The Honorary Recorder of York, Judge Paul Hoffman, was speaking after a jury acquitted 20-year-old Neil Richard Chappell of rape.
The only evidence against him was the word of the alleged victim from York, now 17. The jury took 20 minutes to reach their unanimous verdict.
North Yorkshire prosecutors have defended the decision to run the case.
"This was one of the weakest cases that I have ever had to try," the judge told York Crown Court at the end of the trial. "I do not believe frankly it passes the evidential test. I am of course confining my comments to this case, not seeking to generalise. Looking at this case, it had not guilty written all over it from the word go."
He then added: "I am seeing far too many cases where complainants are made to give evidence. They are set up (prepared for the ordeal of giving evidence) and they are almost surely bound to fail in persuading a jury, and this is one such case, a glaring example.
"I do not believe that common sense went into the decision to prosecute in this case.
"I find I am of the word that it does beggar belief that this case was prosecuted."
A CPS spokesman said: "We take the comments of Judge Hoffman very seriously. This case was reviewed pursuant to the Code of the Crown Prosecutors and the evidential test was met in our view and also the public interest test was met."
The case was continually reviewed, the spokesman said.
Under the CPS code, prosecutors can only bring cases where there is enough evidence to provide a "realistic prospect of conviction". They must stop a case at any stage when they believe there is insufficient evidence.
Mr Chappell, of Byland Avenue, off Huntington Road, York, denied throughout that he had ever had sex with the girl.
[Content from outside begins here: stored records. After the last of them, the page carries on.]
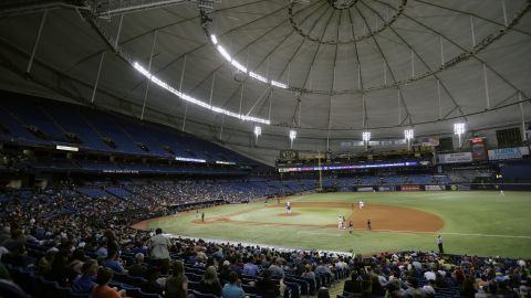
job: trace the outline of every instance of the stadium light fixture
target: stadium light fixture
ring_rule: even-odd
[[[371,131],[363,131],[363,141],[365,142],[365,150],[368,148],[368,141],[371,141]]]
[[[415,136],[415,132],[413,129],[406,129],[404,130],[404,137],[406,138],[407,141],[407,150],[412,150],[412,140]]]
[[[274,79],[269,79],[264,75],[261,75],[259,73],[249,71],[246,66],[243,66],[243,64],[241,62],[239,62],[238,60],[236,60],[236,57],[232,57],[229,54],[229,52],[221,45],[221,43],[218,42],[218,38],[215,34],[210,34],[210,41],[212,42],[216,50],[218,50],[218,52],[221,54],[221,56],[228,63],[230,63],[235,68],[237,68],[239,72],[242,72],[242,73],[249,75],[253,79],[260,81],[260,82],[266,83],[266,84],[270,84],[271,86],[274,86],[274,87],[278,87],[278,88],[282,88],[282,89],[290,88],[290,86],[288,84],[284,84],[282,82],[274,81]]]
[[[465,134],[465,124],[454,124],[454,134],[459,138],[459,148],[461,148],[461,135]]]
[[[290,148],[293,149],[293,140],[296,139],[296,131],[295,130],[290,130]]]
[[[262,128],[260,126],[254,126],[254,136],[257,137],[257,141],[258,141],[258,137],[260,137],[262,135]]]
[[[225,51],[225,49],[221,47],[221,50]],[[225,52],[227,53],[227,52]],[[227,54],[228,55],[228,54]],[[229,117],[233,117],[233,118],[238,118],[240,120],[243,120],[243,121],[252,121],[252,123],[259,123],[259,124],[264,124],[264,125],[270,125],[271,121],[268,120],[268,119],[262,119],[262,118],[258,118],[258,117],[252,117],[252,116],[248,116],[248,115],[242,115],[242,114],[238,114],[238,113],[233,113],[233,111],[230,111],[230,110],[227,110],[227,109],[223,109],[223,108],[220,108],[220,107],[217,107],[217,106],[212,106],[210,105],[209,103],[206,103],[204,100],[200,100],[200,99],[197,99],[186,93],[183,93],[176,88],[174,88],[171,85],[169,85],[168,83],[164,82],[163,79],[156,77],[155,75],[153,75],[150,72],[148,72],[144,66],[142,66],[138,62],[134,62],[133,63],[133,67],[139,72],[142,75],[144,75],[145,77],[147,77],[147,79],[152,81],[155,85],[166,89],[167,92],[174,94],[175,96],[179,97],[180,99],[183,100],[186,100],[190,104],[194,104],[194,105],[197,105],[197,106],[200,106],[202,108],[207,108],[214,113],[219,113],[219,114],[223,114],[223,115],[227,115]]]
He spent eight months on bail accused of being a rapist.
Giving evidence, the girl claimed that he had raped her at intervals over a few hours in a friend's sitting room. Asked why she did not try to escape when he was watching television between sex sessions or call out to a woman she knew was in the house, she said she had been scared. The jury heard she did not mention the alleged rape until weeks later, when fearing she was pregnant, she told her boyfriend.